Sarah Woolnough, Chief Executive of Asthma + Lung UK, said:
“It’s encouraging to see the government taking action on respiratory diseases, such as asthma and chronic obstructive pulmonary disease (COPD). Lung conditions are the third biggest killer in the UK, but historically haven’t received the attention they deserve, so the major conditions strategy is a big opportunity to change that.
Therefore, we want everyone with a lung condition or who works in respiratory health to come forward and have their say.
This call for evidence complements and builds on the two calls for evidence undertaken last year on mental health and cancer, the summaries of which have been published today and incorporates previous work looking at health disparities and dementia, while the department will be publishing a separate national Suicide Prevention Strategy later this year.

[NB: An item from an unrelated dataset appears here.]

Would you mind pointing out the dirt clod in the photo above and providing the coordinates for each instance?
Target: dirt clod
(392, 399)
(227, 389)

Submissions to these previous calls for evidence will directly inform the development of the Major Conditions Strategy, which will also examine health inequalities across England, exploring how the government can assist Integrated Care Systems to ensure they are tackling disparities in their local areas, addressing variations in health and care.
Looking beyond the immediate pressures on the NHS, the strategy will focus on what can be delivered now as well as over the coming years to improve outcomes as the country continues to recover from the pandemic. The strategy will also build on work already done to tackle waiting lists for planned NHS treatments through the NHS Elective Recovery Plan and unlock the next generation of medicines and diagnostics through the government’s ambitious Life Science Missions.
The call for evidence is open for six weeks and will close on Tuesday 28 June at midnight.
- The cancer call for evidence received 5,557 responses from individuals, professionals and organisations who operate in England or across the UK. Responses covered a range of topics including getting more people diagnosed quicker, improving experiences of cancer treatment and maximising the impact of research and data.
- We also received over 5,000 responses from organisations and individuals to the mental health and wellbeing call for evidence. Key themes in responses included calls for more funding for services and support, access to services and the importance of system join-up, the relationship between physical health and mental health, the importance of support in the community and of training, education and awareness.